Não a surpreendia que o homem que dizia ser seu amigo a roubara.

-Otto! Otto, acorda, agora!- exclamou, chacoalhando-o violentamente. O garoto pulou de susto- Onde está? Eu sei que foi você! Onde está?

-Merda, Livia! Do que está falando?

-Do meu dinheiro! Você roubou!

-Não roubei não!

-Roubou sim! Eu contei!

-Então conte de novo.

Fuzilando-o com o olhar, ela repassou as notas de uma mão para a outra, encontrando, finalmente, as três cédulas que mencionara. Suspirou em alívio.

-Estão aqui, deve ter sido a neve, foi mal.

-Suave... Pra estar estressada assim, a parada lá deu merda feia não foi? Você fez?

-Fiz.- respondeu secamente, só de lembrar o desejo que seu corpo explodisse subitamente vinha- E sim, deu merda. Uma merda colossal.

-Caramba... Vai contar ao Derek?

-Aquele imbecil... É claro que não. Ganho mais indo embora.- revirou os olhos, organizando algumas coisas na mala e fechando-a.

-Indo embora? Quando você vai?- começando a tremer ainda mais, ele afastou o cobertor e se aproximou dela. Livia sentiu o odor de cerveja barata.

-Agora. Quando mais cedo eu resolver isso, melhor.- constatou e pegou o casaco que deixara de lado- Eu fiz este casaco para você, é quentinho e tem dez dólares dentro.

-Muito obrigado...- sentiu o calor em suas mãos quando empunhou a peça e só aí notou o quanto sentia frio- Eu... Vou sentir sua falta. Se você precisar de um beco para ficar no Queens novamente... Pode sempre usar o meu.

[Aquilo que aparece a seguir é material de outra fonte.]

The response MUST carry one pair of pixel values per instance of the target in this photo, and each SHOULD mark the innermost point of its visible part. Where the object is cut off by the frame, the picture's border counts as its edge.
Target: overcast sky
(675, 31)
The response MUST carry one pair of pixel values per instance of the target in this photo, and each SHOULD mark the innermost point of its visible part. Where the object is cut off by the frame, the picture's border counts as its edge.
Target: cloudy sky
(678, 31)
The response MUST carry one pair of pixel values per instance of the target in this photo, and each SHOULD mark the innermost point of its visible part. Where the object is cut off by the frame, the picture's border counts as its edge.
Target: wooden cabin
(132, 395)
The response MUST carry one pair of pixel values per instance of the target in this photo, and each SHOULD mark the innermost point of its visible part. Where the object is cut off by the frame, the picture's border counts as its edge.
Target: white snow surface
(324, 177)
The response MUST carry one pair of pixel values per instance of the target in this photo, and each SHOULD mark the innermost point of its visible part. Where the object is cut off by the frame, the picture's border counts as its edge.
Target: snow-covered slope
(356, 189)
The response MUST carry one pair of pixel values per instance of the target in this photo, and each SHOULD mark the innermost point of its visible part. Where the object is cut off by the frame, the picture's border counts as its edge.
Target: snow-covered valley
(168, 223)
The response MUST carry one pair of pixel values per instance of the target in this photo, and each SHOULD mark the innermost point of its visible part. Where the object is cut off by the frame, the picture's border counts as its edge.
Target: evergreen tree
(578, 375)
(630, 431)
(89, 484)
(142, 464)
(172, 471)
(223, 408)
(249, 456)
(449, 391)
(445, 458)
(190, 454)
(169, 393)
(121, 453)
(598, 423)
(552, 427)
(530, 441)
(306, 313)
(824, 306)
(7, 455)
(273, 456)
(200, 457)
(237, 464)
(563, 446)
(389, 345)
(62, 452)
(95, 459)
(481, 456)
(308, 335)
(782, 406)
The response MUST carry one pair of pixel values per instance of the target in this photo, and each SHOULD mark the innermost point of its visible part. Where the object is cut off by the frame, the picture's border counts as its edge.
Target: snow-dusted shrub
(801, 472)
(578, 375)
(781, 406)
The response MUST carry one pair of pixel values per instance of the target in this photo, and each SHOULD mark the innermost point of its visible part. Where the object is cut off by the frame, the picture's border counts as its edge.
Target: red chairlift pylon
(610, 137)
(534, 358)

Livia sorriu de lado e sua voz tornou-se carinhosamente mansa.

-Sabe que, se eu conseguir a minha casa algum dia, a primeira coisa que eu vou fazer vai ser vim te buscar.

-Eu sei...- apertou o ombro dela, sentia um gosto amargo na boca e uma sombra de sentimentalismo aparecia- Agora vá, cuide da sua vida.

* * *

O trem era um ambiente demasiado propício para tricotar.

Então, Livia tricotou no trem. Começou a fazer um par de meias com a lã azul mais escura que tinha. Ela não podia pensar que não fazia ideia de onde estava se metendo, que acabara de gastar 25 dólares do seu dinheiro de emergência, que estava com fome e que as coisas podiam dar tão errado quando poderiam dar em Nova Iorque. Mas ela podia tricotar um par de meias exatamente do jeito que queria e isso, por ora, bastava.